= Gehad El-Haddad =

Egyptian activist (born 1981)

Gehad El-Haddad (جهاد الحداد; born c. 1981) is an Egyptian political activist for the Muslim Brotherhood in Egypt. He acted as media spokesman for the Brotherhood from May 2013 until he was arrested on 17 September 2013.

He became the most recognized face of the Muslim Brotherhood in foreign media during the period following former president Mohamed Morsi's ouster. He held several interviews with international media from inside Rabaa Square where protesters made a sit-in for more than a month.

==Early life==
The son of Essam El-Haddad, a senior advisor for foreign relations for the Brotherhood, Gehad El-Haddad grew up in Alexandria. He worked for the Industrial Modernization Centre and then the Clinton Climate Initiative.

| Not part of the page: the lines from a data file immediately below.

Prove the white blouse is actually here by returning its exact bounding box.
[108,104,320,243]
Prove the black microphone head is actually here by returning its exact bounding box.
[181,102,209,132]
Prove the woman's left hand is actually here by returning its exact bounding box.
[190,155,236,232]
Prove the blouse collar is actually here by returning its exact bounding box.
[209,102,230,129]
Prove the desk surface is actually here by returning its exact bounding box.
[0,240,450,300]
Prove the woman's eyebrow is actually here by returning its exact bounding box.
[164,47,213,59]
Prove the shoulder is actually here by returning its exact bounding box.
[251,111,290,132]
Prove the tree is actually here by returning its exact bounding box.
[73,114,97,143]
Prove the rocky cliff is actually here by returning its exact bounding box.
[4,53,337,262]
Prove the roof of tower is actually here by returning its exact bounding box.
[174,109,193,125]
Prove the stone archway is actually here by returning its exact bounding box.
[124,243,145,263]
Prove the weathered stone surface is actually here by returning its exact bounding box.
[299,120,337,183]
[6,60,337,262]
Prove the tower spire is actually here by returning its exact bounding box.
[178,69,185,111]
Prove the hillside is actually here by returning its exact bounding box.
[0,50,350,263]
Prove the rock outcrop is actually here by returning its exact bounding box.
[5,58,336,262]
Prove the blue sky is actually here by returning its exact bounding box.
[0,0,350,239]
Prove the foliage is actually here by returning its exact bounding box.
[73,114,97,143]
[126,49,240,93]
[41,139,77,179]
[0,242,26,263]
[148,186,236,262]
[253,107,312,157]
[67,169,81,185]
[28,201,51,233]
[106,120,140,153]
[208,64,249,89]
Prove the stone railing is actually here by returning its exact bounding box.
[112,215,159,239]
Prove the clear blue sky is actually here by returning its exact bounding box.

While studying strategic marketing and filmmaking on a Chevening Scholarship at De Montfort University in the United Kingdom, he met Egyptian televangelist Amr Khaled and spent a year working on a television series with him called "Sunna al-Hayat" — "The Makers of Life."

==Political career==
El-Haddad worked as a media strategist for Morsi's presidential campaign in 2011.
He volunteered for the Muslim Brotherhood Renaissance Project, which started while Morsi was in office. He was arrested along with other Muslim Brotherhood leaders in 2007 and was released in March 2011. El-Haddad was again arrested in September 2013 as part of a military crackdown on Morsi's supporters following the 2013 Egyptian coup d'état, with officials citing "suspicion of incitement to violence".

In February 2017, as some reports emerged that the Trump administration was mulling designating the Muslim Brotherhood a foreign terrorist organisation, Gehad El-Haddad wrote an op-ed for The New York Times from his prison cell in Tora Prison in Cairo outlining that the Muslim Brotherhood was not a terrorist organisation but rather a peaceful socio-political organisation. Following its publication, he was moved to solitary confinement in Scorpion Prison.

While in prison, he went on hunger strike. On 25 October 2019, his brother Abdullah stated that Gehad had lost his ability to walk as a result of beatings and subsequent medical negligence.